Für den Fall einer Regulierung der Kraftstoffpreise an Tankstellen könnten einer Studie zufolge kleinere Anbieter vom Markt gedrängt werden. Die sogenannten freien Tankstellen hätten anders als die der großen Mineralölkonzerne nicht die Ausrüstung, um ihr Angebot bei zeitlichen Beschränkungen für Preisveränderungen optimal steuern zu können, zitierte die Zeitung "Die Welt" (Dienstagsausgabe) aus einer Untersuchung der Unternehmensberatung Simon Kucher.

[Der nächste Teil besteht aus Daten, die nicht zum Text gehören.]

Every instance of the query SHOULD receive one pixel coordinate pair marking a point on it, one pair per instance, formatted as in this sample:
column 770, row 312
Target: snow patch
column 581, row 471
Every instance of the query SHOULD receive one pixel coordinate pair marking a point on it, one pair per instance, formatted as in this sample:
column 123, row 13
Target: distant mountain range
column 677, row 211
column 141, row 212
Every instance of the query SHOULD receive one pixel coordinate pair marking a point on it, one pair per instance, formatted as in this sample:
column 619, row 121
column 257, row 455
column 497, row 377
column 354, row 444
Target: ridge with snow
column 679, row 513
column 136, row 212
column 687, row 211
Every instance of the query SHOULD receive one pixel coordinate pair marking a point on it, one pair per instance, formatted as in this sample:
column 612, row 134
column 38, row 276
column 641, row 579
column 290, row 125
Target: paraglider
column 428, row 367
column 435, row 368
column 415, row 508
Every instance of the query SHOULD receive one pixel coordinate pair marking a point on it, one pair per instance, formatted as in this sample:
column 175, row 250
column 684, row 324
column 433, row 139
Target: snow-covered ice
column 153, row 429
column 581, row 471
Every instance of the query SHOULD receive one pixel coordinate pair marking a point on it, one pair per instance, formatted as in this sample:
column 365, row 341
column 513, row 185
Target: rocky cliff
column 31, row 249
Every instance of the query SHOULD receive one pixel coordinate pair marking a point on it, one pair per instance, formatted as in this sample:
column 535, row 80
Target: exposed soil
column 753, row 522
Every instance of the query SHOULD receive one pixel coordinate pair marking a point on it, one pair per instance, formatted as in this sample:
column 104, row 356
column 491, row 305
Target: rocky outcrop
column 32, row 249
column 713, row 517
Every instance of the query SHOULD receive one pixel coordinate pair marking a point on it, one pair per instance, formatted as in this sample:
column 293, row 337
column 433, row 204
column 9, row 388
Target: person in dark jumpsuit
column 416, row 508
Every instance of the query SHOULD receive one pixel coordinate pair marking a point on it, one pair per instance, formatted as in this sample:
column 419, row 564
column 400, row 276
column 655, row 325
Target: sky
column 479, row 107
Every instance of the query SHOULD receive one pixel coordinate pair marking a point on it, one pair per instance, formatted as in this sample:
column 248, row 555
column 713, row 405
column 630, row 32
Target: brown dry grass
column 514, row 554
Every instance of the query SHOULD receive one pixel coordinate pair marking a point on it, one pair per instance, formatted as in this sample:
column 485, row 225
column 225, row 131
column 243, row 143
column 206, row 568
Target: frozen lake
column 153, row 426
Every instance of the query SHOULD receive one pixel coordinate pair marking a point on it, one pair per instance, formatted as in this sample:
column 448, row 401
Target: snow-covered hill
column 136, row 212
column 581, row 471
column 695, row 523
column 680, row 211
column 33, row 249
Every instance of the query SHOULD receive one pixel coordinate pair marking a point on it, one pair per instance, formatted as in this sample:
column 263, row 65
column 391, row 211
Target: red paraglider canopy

Die schwarz-gelbe Bundesregierung hatte im Mai beschlossen, dass Tankstellen ihre Preise für Benzin und Diesel an eine sogenannte Transparenzstelle beim Bundeskartellamt melden sollen. So soll die Preisentwicklung kontrolliert und Missbrauch von Marktmacht vermieden werden. Das Gesetz muss noch vom Parlament verabschiedet werden. Eine Regulierung der Tankstellenpreise - also staatliche Vorgaben an die Verkäufer - ist bislang nicht vorgesehen. Die Idee war aber im Zusammenhang mit der Entscheidung für die Transparenzstelle diskutiert worden.
Als Vorbild für ein solches Modell war auf entsprechende Regelungen etwa in Österreich verwiesen worden. Dort gibt es eine sogenannte Schwankungsbremse, nach der Tankstellen ihre Kraftstoffpreise nur einmal am Tag erhöhen dürfen.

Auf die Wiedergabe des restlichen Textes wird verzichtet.